L’esempio pratico riportato dalla sentenza precedentemente esaminata e qui di nuovo oggetto di interesse invita a riflettere sul tema. La condotta inibitoria di certo è assorbita dalla reclusione; il danno morale e/o biologico è risarcito anch’esso come conseguenza del delitto. Quello che rimane da chiedersi è se la rimozione della spazzatura dal giardino e/o l’attività di bonifica del giardino “usurpato” dalla spazzatura lanciata dal vicino non possa, di per sé considerata, essere oggetto di causa civile autonoma, senza incorrere in profili di abuso del diritto e/o in duplicazioni risarcitorie (si ricorda sul punto la sentenza n. 1680/2022 pubbl. il 15/04/2022, RG n. 23414/2019). Il dubbio sorge quando l’arco temporale in cui si verificano gli eventi è sufficientemente dilazionato.  Può capitare, infatti, che gli atti persecutori siano cessati, ma, decorso un certo lasso di tempo, la rimozione dei rifiuti dal giardino (si pensi a rifiuti “pesanti”, non facilmente eliminabili e/o smaltibili, in coerenza con il principio di diligenza del danneggiato ex art. 1227 cc.)  non sia avvenuta. Si potrebbe sostenere che, in verità, i due profili risarcitori siano diversi: uno biologico e/o morale, l’altro invece anche consistente nella rimessione in pristino di luoghi che, quindi, ipoteticamente, potrebbe perfino prescindere dalla azione ex art. 833 cc.

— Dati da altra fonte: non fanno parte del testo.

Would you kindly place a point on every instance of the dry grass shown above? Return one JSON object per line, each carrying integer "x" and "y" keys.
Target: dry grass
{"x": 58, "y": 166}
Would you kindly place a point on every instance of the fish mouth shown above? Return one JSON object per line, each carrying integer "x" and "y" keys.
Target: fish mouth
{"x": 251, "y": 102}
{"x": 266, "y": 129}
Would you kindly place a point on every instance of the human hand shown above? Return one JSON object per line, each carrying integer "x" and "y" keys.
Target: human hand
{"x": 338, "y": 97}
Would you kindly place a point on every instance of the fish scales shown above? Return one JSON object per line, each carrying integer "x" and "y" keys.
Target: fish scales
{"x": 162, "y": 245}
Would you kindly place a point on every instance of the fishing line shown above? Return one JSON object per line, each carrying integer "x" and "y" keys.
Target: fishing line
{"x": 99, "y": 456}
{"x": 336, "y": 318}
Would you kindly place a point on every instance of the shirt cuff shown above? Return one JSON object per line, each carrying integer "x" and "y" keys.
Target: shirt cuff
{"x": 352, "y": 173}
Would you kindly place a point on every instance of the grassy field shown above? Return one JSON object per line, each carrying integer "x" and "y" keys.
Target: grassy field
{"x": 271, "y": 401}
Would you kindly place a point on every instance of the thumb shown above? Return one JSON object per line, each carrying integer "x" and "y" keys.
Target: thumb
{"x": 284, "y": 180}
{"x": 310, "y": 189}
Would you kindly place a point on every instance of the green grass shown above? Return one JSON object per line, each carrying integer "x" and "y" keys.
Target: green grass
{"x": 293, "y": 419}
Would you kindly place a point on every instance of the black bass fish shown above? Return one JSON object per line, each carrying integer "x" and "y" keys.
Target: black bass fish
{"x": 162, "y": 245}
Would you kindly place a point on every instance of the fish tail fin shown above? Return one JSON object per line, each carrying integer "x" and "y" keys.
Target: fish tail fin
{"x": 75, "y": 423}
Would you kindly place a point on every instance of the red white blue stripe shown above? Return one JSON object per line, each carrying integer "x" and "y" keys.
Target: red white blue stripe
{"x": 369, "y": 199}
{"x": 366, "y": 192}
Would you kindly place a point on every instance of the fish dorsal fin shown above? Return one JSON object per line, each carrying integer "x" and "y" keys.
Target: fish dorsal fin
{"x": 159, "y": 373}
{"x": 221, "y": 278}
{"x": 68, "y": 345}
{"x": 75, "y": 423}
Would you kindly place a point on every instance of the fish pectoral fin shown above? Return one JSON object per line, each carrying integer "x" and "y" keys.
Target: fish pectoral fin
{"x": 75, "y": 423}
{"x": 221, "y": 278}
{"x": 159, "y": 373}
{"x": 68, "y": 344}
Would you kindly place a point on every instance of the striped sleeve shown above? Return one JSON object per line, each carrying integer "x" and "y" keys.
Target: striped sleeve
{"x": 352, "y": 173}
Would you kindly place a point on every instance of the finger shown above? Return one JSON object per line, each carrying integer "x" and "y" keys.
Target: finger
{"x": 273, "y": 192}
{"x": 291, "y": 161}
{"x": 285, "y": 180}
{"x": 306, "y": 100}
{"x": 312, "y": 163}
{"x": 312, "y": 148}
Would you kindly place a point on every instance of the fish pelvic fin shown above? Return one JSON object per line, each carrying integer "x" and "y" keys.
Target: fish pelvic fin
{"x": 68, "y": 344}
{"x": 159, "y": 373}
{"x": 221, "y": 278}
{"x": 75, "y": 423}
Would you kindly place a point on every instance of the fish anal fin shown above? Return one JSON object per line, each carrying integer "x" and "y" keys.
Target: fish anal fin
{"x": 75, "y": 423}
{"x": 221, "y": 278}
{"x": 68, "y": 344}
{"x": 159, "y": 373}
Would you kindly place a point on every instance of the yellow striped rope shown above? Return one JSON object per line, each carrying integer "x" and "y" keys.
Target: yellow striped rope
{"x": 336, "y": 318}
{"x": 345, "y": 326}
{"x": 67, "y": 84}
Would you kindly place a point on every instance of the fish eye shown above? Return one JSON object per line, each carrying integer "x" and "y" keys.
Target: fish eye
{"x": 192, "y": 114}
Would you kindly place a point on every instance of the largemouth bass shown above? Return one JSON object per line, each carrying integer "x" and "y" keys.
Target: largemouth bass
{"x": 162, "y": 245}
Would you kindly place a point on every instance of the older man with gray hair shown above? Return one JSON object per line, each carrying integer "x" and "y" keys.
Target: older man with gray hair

Quale che sia la risposta che si intende dare al quesito, quel che è certo è che la stessa è strettamente ancorata alle peculiarità del caso concreto. Offrire una risposta univoca è piuttosto difficile. Occorrerebbe infatti disporre di ulteriori dettagli, quali il reale lasso di tempo trascorso tra gli eventi, il tipo di rifiuto depositato nel giardino ed il suo carattere nocivo o meno per la salute, la condotta complessivamente tenuta da danneggiante e danneggiato anche dopo la cessazione degli atti persecutori, l’insorgenza o meno, a distanza di un congruo lasso di tempo, di nuovi litigi e di nuovi episodi che rendono per la seconda volta difficile o anche solo semplicemente teso il rapporto tra i vicini e via discorrendo.

 

Conclusioni

Per concludere il discorso appare opportuno evidenziare l’esigenza, da un lato, di garantire il rispetto del principio di integralità del ristoro, dall’altro di evitare di imporre al danneggiante/reo un peso maggiore di quello che realmente e concretamente può essere chiamato a sopportare, nel rispetto di naturali criteri di correttezza processuale.